BMW has something of a head start in the electric vehicle space among other legacy automakers due to its i3 and i8 hybrid-electric vehicles. Even though said models weren’t exactly revolutionary nor sales successes by any means, they helped lay down the groundwork for the modern-day and future BMW EVs, and the all-new iX concept unveiled today is proof of that.
Developed completely in house with very few off-the-shelf electric components, the iX promises to be BMW’s future-facing foray into the electric SUV market. At heart is BMW’s “eDrive” electric drivetrain, which is now in its fifth generation. In the iX, eDrive translates two electric motors, the battery, and all of the associated electronics and charging tech. All of this was developed completely in house, without partnership from an outside company.

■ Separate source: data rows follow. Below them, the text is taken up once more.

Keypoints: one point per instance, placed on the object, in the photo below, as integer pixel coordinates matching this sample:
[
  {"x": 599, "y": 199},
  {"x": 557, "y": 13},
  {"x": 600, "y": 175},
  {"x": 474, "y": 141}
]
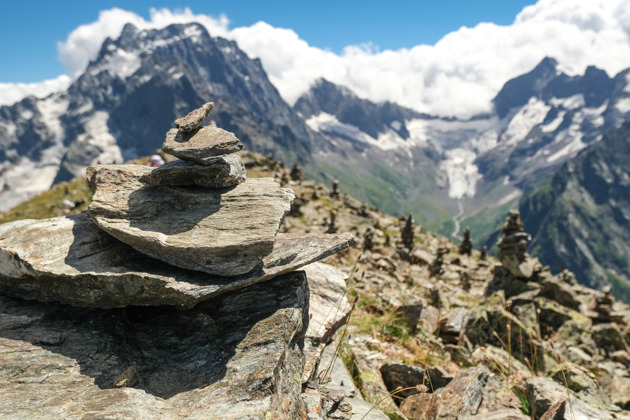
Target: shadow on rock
[
  {"x": 172, "y": 210},
  {"x": 169, "y": 351}
]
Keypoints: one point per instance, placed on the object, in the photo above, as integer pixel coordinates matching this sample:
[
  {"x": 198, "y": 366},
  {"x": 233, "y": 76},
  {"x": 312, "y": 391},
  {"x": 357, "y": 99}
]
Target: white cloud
[
  {"x": 11, "y": 93},
  {"x": 459, "y": 75},
  {"x": 84, "y": 43}
]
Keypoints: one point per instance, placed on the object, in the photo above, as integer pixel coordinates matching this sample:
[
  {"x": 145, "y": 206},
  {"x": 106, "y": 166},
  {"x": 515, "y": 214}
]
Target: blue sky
[
  {"x": 30, "y": 30},
  {"x": 447, "y": 57}
]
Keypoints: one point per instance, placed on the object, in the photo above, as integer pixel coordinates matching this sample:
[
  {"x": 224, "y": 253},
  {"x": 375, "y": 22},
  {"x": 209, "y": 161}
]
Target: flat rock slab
[
  {"x": 224, "y": 232},
  {"x": 195, "y": 118},
  {"x": 226, "y": 171},
  {"x": 226, "y": 358},
  {"x": 70, "y": 260},
  {"x": 201, "y": 145},
  {"x": 328, "y": 310}
]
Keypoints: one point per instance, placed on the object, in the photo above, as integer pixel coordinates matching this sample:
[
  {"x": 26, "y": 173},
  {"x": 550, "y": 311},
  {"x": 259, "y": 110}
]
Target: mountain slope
[
  {"x": 581, "y": 218},
  {"x": 126, "y": 100}
]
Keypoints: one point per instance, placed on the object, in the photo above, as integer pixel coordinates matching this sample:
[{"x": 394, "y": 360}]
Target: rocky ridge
[
  {"x": 130, "y": 336},
  {"x": 472, "y": 337}
]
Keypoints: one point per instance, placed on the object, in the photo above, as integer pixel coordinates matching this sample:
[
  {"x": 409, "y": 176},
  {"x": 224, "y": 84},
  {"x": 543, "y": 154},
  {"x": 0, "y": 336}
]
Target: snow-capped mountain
[
  {"x": 540, "y": 120},
  {"x": 123, "y": 104},
  {"x": 445, "y": 171}
]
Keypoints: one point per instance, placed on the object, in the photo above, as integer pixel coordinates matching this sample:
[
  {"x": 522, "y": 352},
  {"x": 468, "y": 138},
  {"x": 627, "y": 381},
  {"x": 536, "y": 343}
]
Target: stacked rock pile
[
  {"x": 512, "y": 248},
  {"x": 194, "y": 235}
]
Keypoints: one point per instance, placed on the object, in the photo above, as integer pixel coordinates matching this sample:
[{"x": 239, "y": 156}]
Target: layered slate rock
[
  {"x": 219, "y": 231},
  {"x": 226, "y": 358},
  {"x": 195, "y": 118},
  {"x": 201, "y": 145},
  {"x": 70, "y": 260},
  {"x": 226, "y": 171}
]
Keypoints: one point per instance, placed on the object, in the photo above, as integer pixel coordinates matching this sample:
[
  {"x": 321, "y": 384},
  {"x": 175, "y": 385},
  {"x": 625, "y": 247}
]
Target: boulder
[
  {"x": 225, "y": 358},
  {"x": 505, "y": 414},
  {"x": 459, "y": 399},
  {"x": 608, "y": 337},
  {"x": 226, "y": 171},
  {"x": 328, "y": 310},
  {"x": 70, "y": 260},
  {"x": 224, "y": 232},
  {"x": 195, "y": 118},
  {"x": 399, "y": 374},
  {"x": 201, "y": 145}
]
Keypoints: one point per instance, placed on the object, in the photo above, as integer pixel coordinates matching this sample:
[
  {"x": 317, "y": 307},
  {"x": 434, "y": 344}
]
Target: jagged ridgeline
[
  {"x": 581, "y": 218},
  {"x": 211, "y": 316},
  {"x": 431, "y": 329}
]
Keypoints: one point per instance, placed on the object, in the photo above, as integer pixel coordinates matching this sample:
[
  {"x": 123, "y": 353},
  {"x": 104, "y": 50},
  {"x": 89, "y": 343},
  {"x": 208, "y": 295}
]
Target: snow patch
[
  {"x": 328, "y": 123},
  {"x": 623, "y": 104},
  {"x": 553, "y": 125},
  {"x": 524, "y": 121},
  {"x": 123, "y": 64},
  {"x": 511, "y": 196},
  {"x": 27, "y": 178},
  {"x": 461, "y": 171},
  {"x": 417, "y": 132},
  {"x": 97, "y": 134},
  {"x": 572, "y": 102}
]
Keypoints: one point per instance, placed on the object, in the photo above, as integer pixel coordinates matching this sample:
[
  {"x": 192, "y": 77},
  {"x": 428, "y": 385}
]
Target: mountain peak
[{"x": 516, "y": 92}]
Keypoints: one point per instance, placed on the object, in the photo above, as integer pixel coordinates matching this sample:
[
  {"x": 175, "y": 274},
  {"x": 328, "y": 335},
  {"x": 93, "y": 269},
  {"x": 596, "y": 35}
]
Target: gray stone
[
  {"x": 226, "y": 171},
  {"x": 195, "y": 118},
  {"x": 505, "y": 414},
  {"x": 459, "y": 399},
  {"x": 399, "y": 374},
  {"x": 454, "y": 321},
  {"x": 555, "y": 412},
  {"x": 201, "y": 145},
  {"x": 332, "y": 372},
  {"x": 328, "y": 310},
  {"x": 70, "y": 260},
  {"x": 226, "y": 358},
  {"x": 221, "y": 232}
]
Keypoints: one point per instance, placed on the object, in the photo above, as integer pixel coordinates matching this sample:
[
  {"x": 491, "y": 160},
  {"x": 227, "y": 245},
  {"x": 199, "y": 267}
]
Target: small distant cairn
[
  {"x": 296, "y": 173},
  {"x": 436, "y": 267},
  {"x": 604, "y": 306},
  {"x": 465, "y": 280},
  {"x": 512, "y": 248},
  {"x": 368, "y": 238},
  {"x": 407, "y": 235},
  {"x": 332, "y": 224},
  {"x": 335, "y": 191},
  {"x": 465, "y": 248}
]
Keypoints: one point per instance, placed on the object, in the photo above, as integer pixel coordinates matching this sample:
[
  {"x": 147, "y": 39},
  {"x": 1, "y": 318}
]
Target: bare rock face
[
  {"x": 201, "y": 145},
  {"x": 226, "y": 358},
  {"x": 224, "y": 232},
  {"x": 195, "y": 118},
  {"x": 459, "y": 399},
  {"x": 70, "y": 260},
  {"x": 226, "y": 171}
]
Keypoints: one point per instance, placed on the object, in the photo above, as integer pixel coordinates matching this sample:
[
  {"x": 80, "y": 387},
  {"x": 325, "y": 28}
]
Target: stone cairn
[
  {"x": 465, "y": 248},
  {"x": 191, "y": 235},
  {"x": 512, "y": 248},
  {"x": 407, "y": 235}
]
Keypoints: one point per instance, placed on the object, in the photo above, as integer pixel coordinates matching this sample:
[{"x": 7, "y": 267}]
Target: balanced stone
[
  {"x": 226, "y": 171},
  {"x": 195, "y": 118},
  {"x": 202, "y": 145},
  {"x": 70, "y": 260},
  {"x": 222, "y": 232},
  {"x": 233, "y": 357}
]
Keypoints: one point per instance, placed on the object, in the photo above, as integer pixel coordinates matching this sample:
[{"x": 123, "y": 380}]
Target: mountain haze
[{"x": 447, "y": 172}]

The drivetrain—including the batteries—also uses no rare-earth metals, a step Tesla has just recently announced it’s made. BMW says that in the iX, the drivetrain’s maximum output is in the neighborhood of 500 horsepower, however, it says that much power only translates to a zero to 60 time of five seconds dead. In a nutshell, the iX is likely pretty heavy despite claiming to use a significant amount of carbon fiber reinforced plastic in the body shell.
A lot of that weight is doubtlessly in the battery pack, which boasts 100kWh of electric charge. According to BMW, this will give the iX a range of around 300 miles when the EPA test cycle is used, meaning the range is in all likelihood actually longer than that, as it is on the Porsche Taycan. The German automaker also claims that thanks to a 200kW charger, the iX can go from 10 to 80 percent battery power in just 40 minutes, or gain 75 miles after replenishing the battery for ten minutes. It’s also stated that these batteries are eco-friendly due to their high recyclability.

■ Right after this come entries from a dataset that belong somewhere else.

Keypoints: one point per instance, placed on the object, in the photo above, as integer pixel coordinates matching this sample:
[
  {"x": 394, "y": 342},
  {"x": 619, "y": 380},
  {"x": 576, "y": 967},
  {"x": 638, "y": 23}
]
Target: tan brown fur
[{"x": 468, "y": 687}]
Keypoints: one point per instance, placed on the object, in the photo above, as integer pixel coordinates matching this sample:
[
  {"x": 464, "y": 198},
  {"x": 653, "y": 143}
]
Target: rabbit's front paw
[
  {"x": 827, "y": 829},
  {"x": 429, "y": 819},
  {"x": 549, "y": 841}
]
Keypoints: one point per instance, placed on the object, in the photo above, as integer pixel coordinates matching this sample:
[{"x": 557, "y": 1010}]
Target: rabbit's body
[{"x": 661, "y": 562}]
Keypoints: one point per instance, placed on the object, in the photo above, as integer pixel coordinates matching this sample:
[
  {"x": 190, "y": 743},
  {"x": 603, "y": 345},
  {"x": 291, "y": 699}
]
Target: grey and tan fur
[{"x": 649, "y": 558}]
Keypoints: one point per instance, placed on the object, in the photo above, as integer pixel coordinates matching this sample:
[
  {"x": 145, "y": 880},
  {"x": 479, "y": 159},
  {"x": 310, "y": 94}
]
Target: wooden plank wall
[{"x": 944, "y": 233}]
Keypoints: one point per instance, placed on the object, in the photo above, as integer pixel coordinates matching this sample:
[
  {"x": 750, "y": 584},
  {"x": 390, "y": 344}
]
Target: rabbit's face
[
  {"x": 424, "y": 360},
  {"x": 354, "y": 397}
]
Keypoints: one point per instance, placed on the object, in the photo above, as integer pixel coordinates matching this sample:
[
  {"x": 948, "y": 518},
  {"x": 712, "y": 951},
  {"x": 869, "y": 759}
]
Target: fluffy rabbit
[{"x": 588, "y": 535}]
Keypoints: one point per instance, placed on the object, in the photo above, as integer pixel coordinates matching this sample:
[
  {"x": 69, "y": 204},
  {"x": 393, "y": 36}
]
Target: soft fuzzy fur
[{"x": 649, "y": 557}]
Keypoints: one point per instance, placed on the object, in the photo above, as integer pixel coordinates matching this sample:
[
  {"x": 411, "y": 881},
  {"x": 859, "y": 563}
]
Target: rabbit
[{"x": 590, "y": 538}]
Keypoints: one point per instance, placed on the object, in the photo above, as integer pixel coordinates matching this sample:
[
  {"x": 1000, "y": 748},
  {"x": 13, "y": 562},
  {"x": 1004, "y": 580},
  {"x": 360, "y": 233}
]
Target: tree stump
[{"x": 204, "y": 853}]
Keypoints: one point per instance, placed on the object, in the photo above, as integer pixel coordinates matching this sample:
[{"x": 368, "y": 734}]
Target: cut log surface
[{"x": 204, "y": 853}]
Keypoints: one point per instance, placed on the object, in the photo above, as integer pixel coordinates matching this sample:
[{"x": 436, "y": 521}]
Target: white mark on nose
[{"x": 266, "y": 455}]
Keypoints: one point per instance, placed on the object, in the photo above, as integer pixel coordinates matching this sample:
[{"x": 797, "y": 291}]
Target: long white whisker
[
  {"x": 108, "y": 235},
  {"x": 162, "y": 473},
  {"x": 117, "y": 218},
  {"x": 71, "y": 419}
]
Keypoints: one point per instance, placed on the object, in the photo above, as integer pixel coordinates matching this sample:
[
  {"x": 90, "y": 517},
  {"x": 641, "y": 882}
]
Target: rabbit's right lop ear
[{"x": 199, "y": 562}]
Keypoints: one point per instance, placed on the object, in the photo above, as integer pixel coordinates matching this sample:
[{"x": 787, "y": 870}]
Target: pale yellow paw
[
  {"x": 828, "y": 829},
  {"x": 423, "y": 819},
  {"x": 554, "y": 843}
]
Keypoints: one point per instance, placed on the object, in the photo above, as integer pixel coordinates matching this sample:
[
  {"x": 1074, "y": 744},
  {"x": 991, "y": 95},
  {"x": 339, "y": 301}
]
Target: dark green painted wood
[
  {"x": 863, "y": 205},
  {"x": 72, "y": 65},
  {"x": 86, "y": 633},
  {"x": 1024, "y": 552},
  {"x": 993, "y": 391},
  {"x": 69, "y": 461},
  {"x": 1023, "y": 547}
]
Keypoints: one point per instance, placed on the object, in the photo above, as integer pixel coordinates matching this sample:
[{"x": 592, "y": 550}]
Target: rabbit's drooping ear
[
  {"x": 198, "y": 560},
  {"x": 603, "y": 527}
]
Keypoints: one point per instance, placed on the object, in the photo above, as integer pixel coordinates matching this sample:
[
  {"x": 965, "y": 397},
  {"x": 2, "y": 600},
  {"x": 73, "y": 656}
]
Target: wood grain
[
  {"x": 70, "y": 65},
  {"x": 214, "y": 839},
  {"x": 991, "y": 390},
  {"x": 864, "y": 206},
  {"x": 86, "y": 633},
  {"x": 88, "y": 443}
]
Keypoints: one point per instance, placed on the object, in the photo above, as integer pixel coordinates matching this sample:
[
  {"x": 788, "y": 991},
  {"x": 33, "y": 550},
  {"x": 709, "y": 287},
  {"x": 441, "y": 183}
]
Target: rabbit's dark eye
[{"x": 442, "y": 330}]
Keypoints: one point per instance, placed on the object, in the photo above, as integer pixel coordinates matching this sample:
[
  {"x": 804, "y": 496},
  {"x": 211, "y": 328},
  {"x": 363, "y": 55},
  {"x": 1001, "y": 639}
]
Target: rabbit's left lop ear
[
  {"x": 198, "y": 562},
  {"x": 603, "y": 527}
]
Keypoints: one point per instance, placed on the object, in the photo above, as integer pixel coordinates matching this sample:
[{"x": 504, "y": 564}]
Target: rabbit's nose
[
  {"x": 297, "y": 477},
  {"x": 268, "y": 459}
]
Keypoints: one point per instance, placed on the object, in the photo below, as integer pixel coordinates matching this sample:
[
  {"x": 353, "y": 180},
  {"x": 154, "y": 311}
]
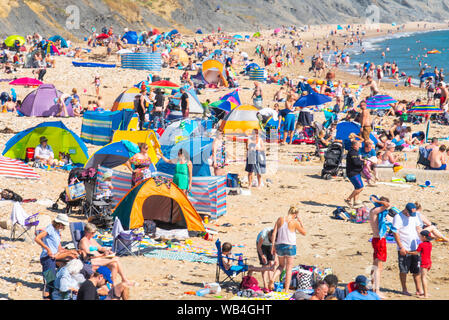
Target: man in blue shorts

In the United States, the iX is going to use EVGo’s nationwide charging network, which General Motors and other automakers also use. BMW says that drivers will receive $100 worth of free charging to start, but will have to pay on their own after that.
On the outside, the iX is going to be an aerodynamic SUV about the size of an X5 or X6, sharing its buck-toothed kidney grille with the new 4 Series and having a drag coefficient of just .25. The grille isn’t an intake on the EV, of course, it’s a spot for BMW to stuff a bunch of sensors for the car’s suite of driver aids, which the automaker claims will be extremely capable thanks to a powerful onboard computer—although details weren’t provided.
Interestingly, BMW claims the plastic material the sensors are protected by is not only sturdy but self-healing, and is able to repair small scratches in its surface if left for 24 hours in a room temperature environment.
Its aerodynamic tricks also aren’t just told by its low drag coefficient, as BMW says that by carefully shaping the front end, rear end, underbody, and wheel areas, the iX picks up an impressive 40 miles of range. Also involved in this aerodynamic efficiency is active cooling flaps, which open and close depending on the cooling load to make sure the car is as streamlined as possible as often as possible. The unique wheel design is also attributed to adding range, with claims as high as nine miles of additional range added thanks to their shape.
The interior of the iX is inspired by the concept of “shy technology,” i.e, technology that only presents itself when it’s being used or you’re actually exploring its facets. The interior ergonomics are also said to be inspired by a lounge, with the seats being upholstered in a unique geometric pattern using a few different textiles. It’s interesting, to say the least, and we’ll be keen to see how much of it actually makes it to production.
The interior is also defined by a massive panoramic glass roof, which is seeming to become a staple of EVs. BMW says it can be tinted of demand to darken up the interior if it’s too sunny, using a film sandwiched between the layers of laminated glass. Other interior features include a curved, free-floating infotainment screen and digital gauge cluster, along with a head-up display that is flush-fitted into the instrument panel without a frame, allowing it to be hidden from sight. There’s also LED interior lighting, and a number of luxury and comfort features to be expected of a modern luxury car.
So, with the SUV market getting hotter by the day and EVs looking like the future, BMW is attempting to stay relevant with the iX. With a doubtlessly polarizing exterior design but a captivating new interior concept, it will be interesting to see a full production model once it arrives in the U.S. in 2022. If the i3 or i8 is any indicator of how far BMW is willing to go with even its full-production designs, you can expect a lot of what you see here to end up being mass-produced.